Al ser un protagonista más en la formación y deformación del Distrito Federal, pretendo establecer un punto de encuentro y quizá establecer afinidades con los transeúntes de un pequeño sector de esta ciudad, cuestionando de manera gráfica y textual las tres unidades que considero son las más relevantes en nuestro desenvolvimiento urbano: Espacio, tiempo y comunicación. Espacio, por ser la unidad básica de los lugares; mentalmente asociamos y nos identificamos con los lugares a través de las imágenes fijas y las sensaciones que registra nuestro cerebro cuando lo habitamos. El tiempo, como parte fundamental de la percepción del entorno y el proceso de interacción. Por último la comunicación como medio de integración social y desarrollo de capacidades analíticas.

La percepción de la ciudad es muy individual y diversa por sus dimensiones, pero se van dando patrones que logran por medio de jerarquías espaciales y contexto histórico un imaginario colectivo. Los tres ámbitos ya mencionados serían el punto de partida para una posible identificación con un lugar urbano y la resignificación del mismo, dichos puntos varían y son específicos para cada lugar, por lo que pretendo hacer un estudio previo de las condiciones que presenta el área de trabajo y los resultados particulares que se obtendrían.

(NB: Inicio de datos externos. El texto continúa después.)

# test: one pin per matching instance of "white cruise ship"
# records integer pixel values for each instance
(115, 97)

La comunicación es algo que planteo como parte del problema y el medio en el cual mi proyecto pretende ser eficaz. El discurso gráfico y de texto se analizarán en términos hermenéuticos, semióticos y retóricos ya que la significación de los símbolos y signos utilizados deben elaborar el discurso ideal para la interpretación de las obras. El texto como apoyo de la imagen y viceversa pretenden reforzar los canales de contacto con los transeúntes, aunados al formato que elegí para presentar dichos contenidos: instalaciones que simulen los escaparates publicitarios.

La instalación como una herramienta efímera pero contundente por el carácter transgresor del espacio es lo que pretendo explotar en la producción artística. Las instalaciones serían en forma de “biombos” transparentes (de acrílico o plástico) que dividan el espacio, pero que a la vez permitan ver algo del otro lado. Dichas instalaciones simularían los escaparates de las tiendas comerciales y contendrían imágenes de personajes citadinos y frases retóricas que cuestionen la interacción de espacio, tiempo y comunicación en la ciudad así como su papel como habitantes. La simulación en ambos lados del “biombo” permiten el juego entre interior - exterior, espectador - protagonista, consumidor - producto.

El fenómeno urbano es dinámico y es un complejo encuentro de muchos acontecimientos sociales, por eso creo que es importante examinarlo desde diferentes puntos de vista, enriqueciendo la concepción de ciudad mediante investigaciones interdisciplinares. Además, al estar en constante cambio se tiene que ir redefiniendo y estudiando todas esas transformaciones para comprender nuestro entorno.

Al observar y ser parte constantemente de los acontecimientos que se dan cotidianamente, podemos ver la ciudad como un monstruo moderno como lo menciona Omar Calabrese en su libro La Era Neobarroca
[2], en donde se muestra una característica eufórica (producto de su actividad social) a pesar de tener una forma indefinida, anular el carácter ético y mostrar valores estéticos como lo maravilloso, lo magnánimo, lo fractal y lo complejo. Somos parte de este monstruo y el reto no es darle forma o definirlo mejor, sino domarlo.

[1] Augé, Marc, Los “no lugares”. Espacios del anonimato, Editorial Gedisa, España, 1992.
[2] Calabrese, Omar (1994): La era neobarroca, 2ª ed. Cátedra, España, 1994.